TERCER ERROR: El auto cuesta lo que usted paga por él.
El auto cuesta bastante más de lo que usted paga por él. Tomemos, por ejemplo, un sedán gasolinero de 4 cilindros y 1.6 litros, completamente equipado, cero kilómetros, con un precio en tienda de 15 mil dólares.

Al pagar los 15 mil dólares nos convertimos en propietarios de un auto de estreno. Hay pocos objetos que nos produzcan tanta satisfacción inmediata como un auto nuevo. Pero antes de disfrutar de su chocolate, deberá incurrir en otros gastos.

El primero es llenar el tanque. En nuestro sedán de 1.6 litros ello implica 14 galones de combustible (51 litros, aproximadamente). Si nuestro recorrido mensual es de 1500 km, y logramos un rendimiento medio de 35 km/galón (tomando en cuenta los atascos y el tráfico, gastaremos por año unos 3 mil dólares sólo en combustible.

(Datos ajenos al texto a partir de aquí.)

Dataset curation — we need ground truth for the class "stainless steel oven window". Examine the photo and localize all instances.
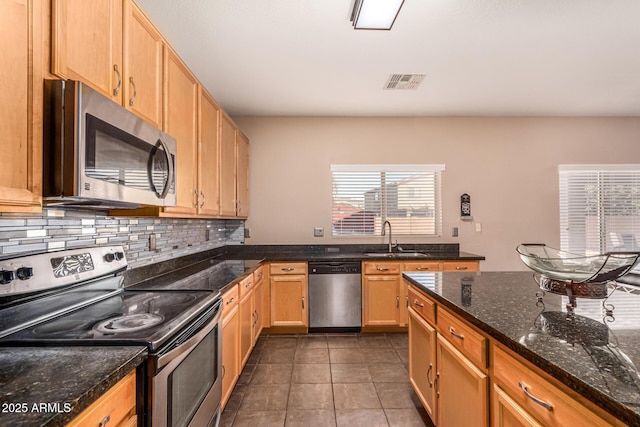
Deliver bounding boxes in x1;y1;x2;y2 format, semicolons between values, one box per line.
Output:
85;113;175;193
168;327;219;427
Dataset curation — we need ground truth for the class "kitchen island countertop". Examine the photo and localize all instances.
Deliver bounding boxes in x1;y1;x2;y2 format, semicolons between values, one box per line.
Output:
404;272;640;426
0;346;147;427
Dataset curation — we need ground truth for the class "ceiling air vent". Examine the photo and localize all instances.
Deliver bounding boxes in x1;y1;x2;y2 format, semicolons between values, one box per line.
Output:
384;74;426;90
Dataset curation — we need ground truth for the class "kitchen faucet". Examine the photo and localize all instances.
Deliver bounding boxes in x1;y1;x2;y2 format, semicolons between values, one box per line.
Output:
382;221;393;253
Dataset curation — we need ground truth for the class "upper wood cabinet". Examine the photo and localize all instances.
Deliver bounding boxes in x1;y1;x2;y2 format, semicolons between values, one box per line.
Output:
122;1;162;128
164;48;199;214
51;0;124;104
0;0;43;212
51;0;164;128
236;129;249;218
220;113;236;217
197;88;220;216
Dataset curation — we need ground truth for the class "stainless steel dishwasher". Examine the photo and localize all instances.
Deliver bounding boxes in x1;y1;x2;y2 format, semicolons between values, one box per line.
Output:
309;262;362;332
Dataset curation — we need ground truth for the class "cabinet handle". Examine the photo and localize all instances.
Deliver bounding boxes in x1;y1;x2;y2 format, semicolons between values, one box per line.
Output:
113;64;122;96
129;77;138;107
449;326;464;340
518;381;553;411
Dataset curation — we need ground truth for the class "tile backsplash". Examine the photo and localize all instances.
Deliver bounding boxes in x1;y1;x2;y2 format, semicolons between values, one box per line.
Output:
0;209;244;268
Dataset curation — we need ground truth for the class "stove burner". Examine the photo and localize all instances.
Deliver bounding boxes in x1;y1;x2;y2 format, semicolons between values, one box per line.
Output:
93;313;164;334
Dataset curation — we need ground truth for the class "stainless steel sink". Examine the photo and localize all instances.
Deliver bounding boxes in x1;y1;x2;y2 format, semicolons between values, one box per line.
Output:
364;252;429;258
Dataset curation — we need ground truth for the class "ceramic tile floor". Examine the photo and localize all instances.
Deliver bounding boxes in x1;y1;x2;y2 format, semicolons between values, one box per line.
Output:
220;333;432;427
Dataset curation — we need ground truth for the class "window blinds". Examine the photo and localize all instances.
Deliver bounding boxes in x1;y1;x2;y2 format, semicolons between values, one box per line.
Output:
331;165;444;236
559;165;640;255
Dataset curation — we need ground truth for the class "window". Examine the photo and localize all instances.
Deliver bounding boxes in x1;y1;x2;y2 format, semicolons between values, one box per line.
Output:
559;165;640;255
331;165;444;236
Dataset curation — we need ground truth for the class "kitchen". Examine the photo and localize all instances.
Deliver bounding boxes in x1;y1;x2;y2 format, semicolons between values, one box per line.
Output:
0;1;639;426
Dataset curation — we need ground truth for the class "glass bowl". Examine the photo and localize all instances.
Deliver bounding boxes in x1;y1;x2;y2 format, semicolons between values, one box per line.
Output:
516;243;640;283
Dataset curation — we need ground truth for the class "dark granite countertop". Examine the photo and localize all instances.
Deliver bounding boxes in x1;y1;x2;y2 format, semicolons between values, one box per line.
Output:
225;243;485;261
404;272;640;426
0;346;147;427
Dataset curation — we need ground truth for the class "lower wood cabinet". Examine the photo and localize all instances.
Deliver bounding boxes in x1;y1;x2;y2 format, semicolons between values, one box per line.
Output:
269;262;309;330
238;274;255;366
221;285;240;408
409;307;436;420
491;345;624;427
408;286;489;427
436;334;489;427
67;370;138;427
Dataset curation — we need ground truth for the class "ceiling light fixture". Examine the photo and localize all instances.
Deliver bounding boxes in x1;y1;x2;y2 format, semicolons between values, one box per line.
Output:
351;0;404;30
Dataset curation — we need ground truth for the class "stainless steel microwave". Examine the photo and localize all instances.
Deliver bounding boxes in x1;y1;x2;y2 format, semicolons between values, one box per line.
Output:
43;80;176;209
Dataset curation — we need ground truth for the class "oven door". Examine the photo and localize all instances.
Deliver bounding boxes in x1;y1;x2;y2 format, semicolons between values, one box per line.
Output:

Proteger nuestro auto nuevo con un buen seguro integral cuesta unos mil dólares anuales. Hay otros dos gastos de carácter obligatorio: el seguro contra accidentes de tránsito y el impuesto vehicular, cobrado por el Estado durante los primeros años de uso del vehículo.

Esto no es teoría. El auto sin combustible no funciona. Sin seguro no debería estar. Y si no se paga el seguro obligatorio y los impuestos, será detenido por la policía.